I am trying to join dataframe bar
to foo
based on a common column and then keep the original column order in foo
:
> head(foo)
city course1
1 Aalborg JEMES
2 Aarhus EM-SANF
3 Aix-en-Provence EMLE
4 Almaty IMRCEES
5 Alnarp SUFONAMA
6 Amsterdam ATOSIM
> colnames(foo)
[1] "city" "course1"
> head(bar)
code website
1 4CITIES http://www.4cities.eu/
2 ACES http://www.sams.ac.uk/aces-erasmus
3 ADVANCES http://www.socialworkadvances.org/
4 AMASE http://www.amase-master.net/
5 ARCHMAT http://www.erasmusmundus-archmat.uevora.pt/
6 ASC
http://www.master-asc.org/
> colnames(bar)
[1] "code" "website"
The join column is course
in foo
and code
in bar
. I have used the following formula:
test <- merge(x = foo, y = bar, by.x = "course1", by.y = "code", all.x=TRUE)[, union(names(foo), names(bar))]

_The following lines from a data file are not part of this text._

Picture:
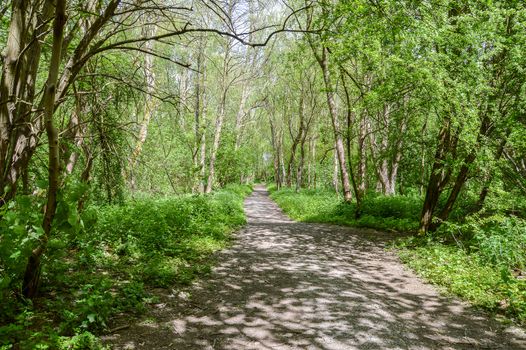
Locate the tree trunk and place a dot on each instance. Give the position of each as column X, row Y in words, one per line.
column 340, row 150
column 149, row 103
column 438, row 177
column 220, row 118
column 32, row 273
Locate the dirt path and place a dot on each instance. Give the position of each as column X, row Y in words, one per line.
column 288, row 285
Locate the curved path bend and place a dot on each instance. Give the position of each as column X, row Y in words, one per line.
column 289, row 285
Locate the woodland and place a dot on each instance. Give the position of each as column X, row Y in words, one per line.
column 131, row 131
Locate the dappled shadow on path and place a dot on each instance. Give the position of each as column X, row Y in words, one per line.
column 287, row 285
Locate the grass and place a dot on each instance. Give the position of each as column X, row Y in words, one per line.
column 481, row 259
column 110, row 266
column 399, row 213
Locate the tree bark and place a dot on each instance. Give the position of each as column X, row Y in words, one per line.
column 32, row 273
column 340, row 151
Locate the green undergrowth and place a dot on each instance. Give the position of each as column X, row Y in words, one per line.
column 399, row 213
column 482, row 258
column 109, row 267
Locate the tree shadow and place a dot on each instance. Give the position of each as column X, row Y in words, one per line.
column 288, row 285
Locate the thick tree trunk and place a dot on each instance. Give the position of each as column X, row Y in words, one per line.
column 340, row 150
column 438, row 177
column 486, row 187
column 32, row 273
column 149, row 103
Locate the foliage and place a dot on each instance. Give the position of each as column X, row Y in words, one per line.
column 399, row 213
column 88, row 279
column 467, row 275
column 481, row 259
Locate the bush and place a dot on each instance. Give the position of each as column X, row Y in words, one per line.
column 398, row 213
column 105, row 261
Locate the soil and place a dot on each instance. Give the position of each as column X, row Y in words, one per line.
column 290, row 285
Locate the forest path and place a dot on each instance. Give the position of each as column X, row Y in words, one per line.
column 289, row 285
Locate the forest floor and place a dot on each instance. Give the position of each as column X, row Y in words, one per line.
column 290, row 285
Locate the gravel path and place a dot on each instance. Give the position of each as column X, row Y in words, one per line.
column 289, row 285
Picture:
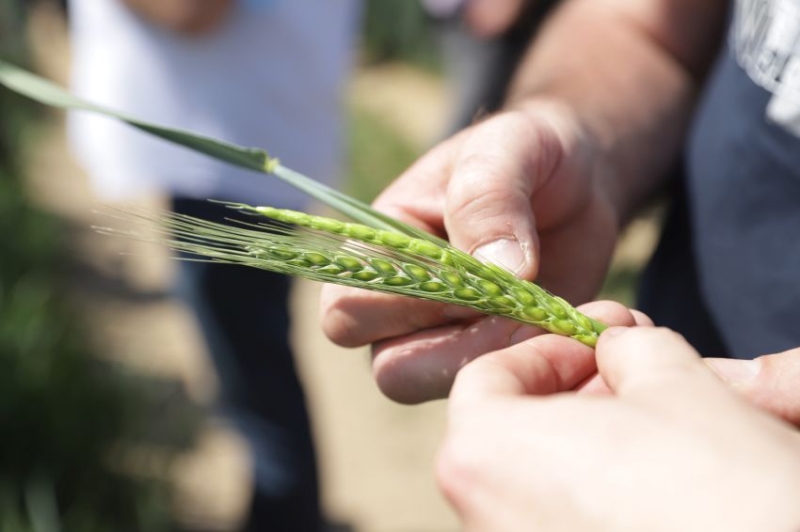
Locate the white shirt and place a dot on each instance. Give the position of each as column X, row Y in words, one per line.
column 271, row 76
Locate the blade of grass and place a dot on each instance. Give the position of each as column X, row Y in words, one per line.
column 259, row 160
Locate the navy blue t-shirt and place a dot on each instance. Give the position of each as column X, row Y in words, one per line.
column 726, row 273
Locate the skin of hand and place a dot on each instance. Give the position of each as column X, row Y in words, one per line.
column 489, row 181
column 188, row 17
column 543, row 187
column 671, row 448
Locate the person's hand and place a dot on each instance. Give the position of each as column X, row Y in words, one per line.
column 672, row 449
column 769, row 381
column 190, row 17
column 522, row 189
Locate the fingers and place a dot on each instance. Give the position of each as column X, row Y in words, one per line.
column 352, row 317
column 770, row 381
column 653, row 365
column 422, row 366
column 542, row 365
column 488, row 209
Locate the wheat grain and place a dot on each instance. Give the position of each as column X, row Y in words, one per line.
column 350, row 254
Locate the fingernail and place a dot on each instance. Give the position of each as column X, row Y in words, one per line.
column 615, row 331
column 736, row 372
column 504, row 252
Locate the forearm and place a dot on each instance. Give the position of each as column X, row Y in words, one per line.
column 630, row 73
column 189, row 17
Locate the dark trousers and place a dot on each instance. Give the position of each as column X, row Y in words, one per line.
column 243, row 315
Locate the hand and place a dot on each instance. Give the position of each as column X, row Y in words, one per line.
column 523, row 189
column 191, row 17
column 672, row 449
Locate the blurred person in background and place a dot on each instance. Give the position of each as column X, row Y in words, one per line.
column 482, row 41
column 615, row 102
column 266, row 73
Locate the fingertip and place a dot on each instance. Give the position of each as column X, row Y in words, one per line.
column 645, row 358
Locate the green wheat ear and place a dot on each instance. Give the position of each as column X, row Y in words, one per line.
column 378, row 253
column 359, row 256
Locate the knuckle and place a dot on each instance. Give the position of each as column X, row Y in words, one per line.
column 456, row 471
column 337, row 322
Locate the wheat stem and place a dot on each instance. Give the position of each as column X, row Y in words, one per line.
column 350, row 254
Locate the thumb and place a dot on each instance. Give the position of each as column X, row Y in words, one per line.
column 488, row 206
column 654, row 365
column 770, row 381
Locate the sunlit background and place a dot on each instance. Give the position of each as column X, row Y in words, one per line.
column 105, row 388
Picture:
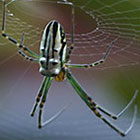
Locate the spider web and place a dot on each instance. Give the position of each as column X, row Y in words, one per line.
column 113, row 22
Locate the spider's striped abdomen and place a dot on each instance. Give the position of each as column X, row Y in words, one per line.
column 52, row 49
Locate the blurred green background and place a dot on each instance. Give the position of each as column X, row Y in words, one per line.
column 112, row 85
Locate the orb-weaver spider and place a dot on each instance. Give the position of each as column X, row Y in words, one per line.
column 54, row 64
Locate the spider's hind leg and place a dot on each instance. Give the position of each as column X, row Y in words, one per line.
column 39, row 95
column 94, row 108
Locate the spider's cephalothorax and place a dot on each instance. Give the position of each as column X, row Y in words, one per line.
column 53, row 51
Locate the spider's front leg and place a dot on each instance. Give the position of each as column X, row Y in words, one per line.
column 94, row 63
column 33, row 56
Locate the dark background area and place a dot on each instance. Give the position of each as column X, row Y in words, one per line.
column 111, row 85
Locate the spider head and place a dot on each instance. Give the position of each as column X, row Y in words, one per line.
column 50, row 67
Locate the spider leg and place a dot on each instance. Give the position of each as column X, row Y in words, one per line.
column 39, row 95
column 94, row 63
column 72, row 26
column 93, row 106
column 45, row 91
column 19, row 45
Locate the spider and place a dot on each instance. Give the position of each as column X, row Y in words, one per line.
column 54, row 64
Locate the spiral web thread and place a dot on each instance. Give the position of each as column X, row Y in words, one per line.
column 116, row 20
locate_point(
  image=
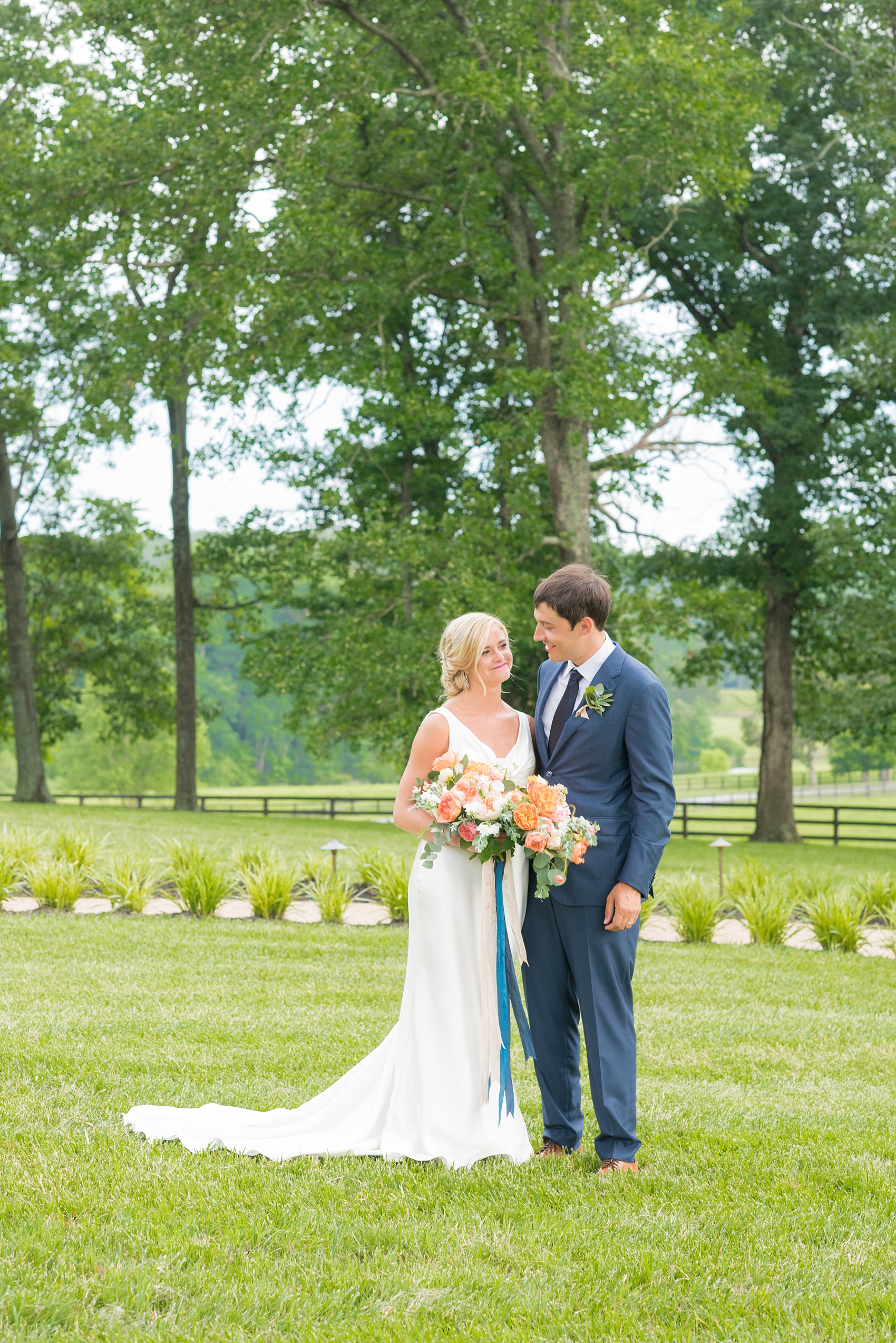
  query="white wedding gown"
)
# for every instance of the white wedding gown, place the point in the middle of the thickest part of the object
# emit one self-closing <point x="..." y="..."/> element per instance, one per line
<point x="420" y="1094"/>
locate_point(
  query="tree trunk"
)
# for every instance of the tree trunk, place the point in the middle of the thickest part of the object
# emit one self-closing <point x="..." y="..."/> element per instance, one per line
<point x="564" y="443"/>
<point x="31" y="785"/>
<point x="184" y="609"/>
<point x="775" y="806"/>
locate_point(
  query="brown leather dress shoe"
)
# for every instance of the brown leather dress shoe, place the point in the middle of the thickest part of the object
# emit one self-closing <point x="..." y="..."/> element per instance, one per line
<point x="613" y="1163"/>
<point x="551" y="1148"/>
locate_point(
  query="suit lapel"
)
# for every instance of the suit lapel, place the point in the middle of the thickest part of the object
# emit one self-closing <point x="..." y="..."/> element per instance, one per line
<point x="608" y="677"/>
<point x="542" y="740"/>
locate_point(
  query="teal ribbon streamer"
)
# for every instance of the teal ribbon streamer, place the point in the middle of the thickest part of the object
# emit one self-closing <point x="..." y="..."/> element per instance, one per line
<point x="508" y="994"/>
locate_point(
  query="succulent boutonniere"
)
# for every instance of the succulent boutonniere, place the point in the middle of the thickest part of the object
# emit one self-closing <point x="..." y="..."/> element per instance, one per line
<point x="597" y="699"/>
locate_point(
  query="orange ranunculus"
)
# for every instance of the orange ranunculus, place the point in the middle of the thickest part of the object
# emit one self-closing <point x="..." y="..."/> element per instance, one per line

This fails and produces the following error message:
Error in `[.data.frame`(merge(x = foo, y = bar, by.x = "course1", by.y = "code", :
undefined columns selected
I have found this solution here but it is not working, even though none of the column names are duplicated. What could be the problem?
A simple join works (without reordering) but brings the join column to the front:
> head(test)
course1 city website
1 JEMES Aalborg http://www.jemes-cisu.eu/
2 JEMES Aveiro http://www.jemes-cisu.eu/
3 JEMES Hamburg http://www.jemes-cisu.eu/
4 EM-SANF Aarhus http://www.emsanf.eu/UK/
5 EM-SANF Wageningen http://www.emsanf.eu/UK/
6 EM-SANF Debrecen http://www.emsanf.eu/UK/
I have tried adding sort = F
and removing all.x = TRUE
, but this does not work. The problem is that my actual dataframes have many more columns and will be going through multiple joins so I would like to preserve column order in all in one function. Is there a known effective workaround or a package that preserves column order in joins?
> names(test)
[1] "course1" "city" "website"
> names(foo)
[1] "city" "course1"
> names(bar)
[1] "code" "website"